The proposal is thoughtful and efficient, as it must be to leverage $3 million this year and a proposed $2 million annually in the future to erase an affordability gap estimated at 6,000 units and growing.
Rather than create a bureaucracy within government to build and manage housing, the plan looks for the city to partner with developers or nonprofits already experienced in the field. It anticipates a market-based competition among them to get the best possible projects. To assure properties don't fall into disrepair, there will be an annual inspection of each property that receives funds.
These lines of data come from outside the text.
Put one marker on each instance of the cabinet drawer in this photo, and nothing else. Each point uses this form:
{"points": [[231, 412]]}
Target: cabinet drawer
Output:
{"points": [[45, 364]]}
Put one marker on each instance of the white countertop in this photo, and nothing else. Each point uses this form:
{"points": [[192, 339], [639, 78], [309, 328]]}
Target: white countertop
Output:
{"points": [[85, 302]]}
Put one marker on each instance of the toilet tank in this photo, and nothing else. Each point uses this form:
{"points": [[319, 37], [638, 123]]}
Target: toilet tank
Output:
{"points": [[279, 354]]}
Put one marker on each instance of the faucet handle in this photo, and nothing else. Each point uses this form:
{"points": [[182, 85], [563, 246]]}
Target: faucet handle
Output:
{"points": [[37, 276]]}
It provides for an executive director to manage all this and coordinate with a host of other public and private players in this field and a board with the flexibility to adjust as conditions or priorities change.
This is, as councilwoman Jennifer Mossotti said, "a huge undertaking."
The board, likely to be appointed this fall, should use its authority and flexibility to make this an even more ambitious undertaking.
Recent stories about how two very different Kentucky communities are addressing housing challenges should inspire Lexington to reach even higher.
West Liberty, ravaged by a tornado in 2012, is partnering with the Clinton Global Initiative and other groups to re-build hyper-energy efficient buildings. In Louisville, urban blight has cut into housing units and property values. Louisville last year created the office of Vacant and Abandoned Property Statistics, known as VAPStat, to better target efforts, whether through rehab assistance, code enforcement or even condemnation.
Lexington is moving on both fronts but the affordable housing initiative can help it move further, faster.
As a city spending hundreds of millions to deal with water runoff problems, and with the largest per capita carbon footprint in America, according to a 2008 Brookings Institution ranking, any public initiative involving construction must place a premium on conserving energy and water. In terms of affordability, utilities — no matter who pays them — are part of the cost of housing.
Energy efficiency will be a criteria in ranking project proposals. But as the new board and director get into the details that will drive affordable housing efforts in Lexington, they must search for ways to leverage our investment.
The city must use the most innovative approaches to energy and water conservation, looking beyond insulation, storm windows and efficient appliances to geothermal and solar systems, permeable paving and capturing rainwater.
Lexington has recently begun to systematically locate vacant properties; the next step is to put them back into use. The affordable housing program can take the lead to coordinate enforcement and incentives to rehab vacant, substandard and unsafe housing to provide homes for people who need them and stability for neighborhoods.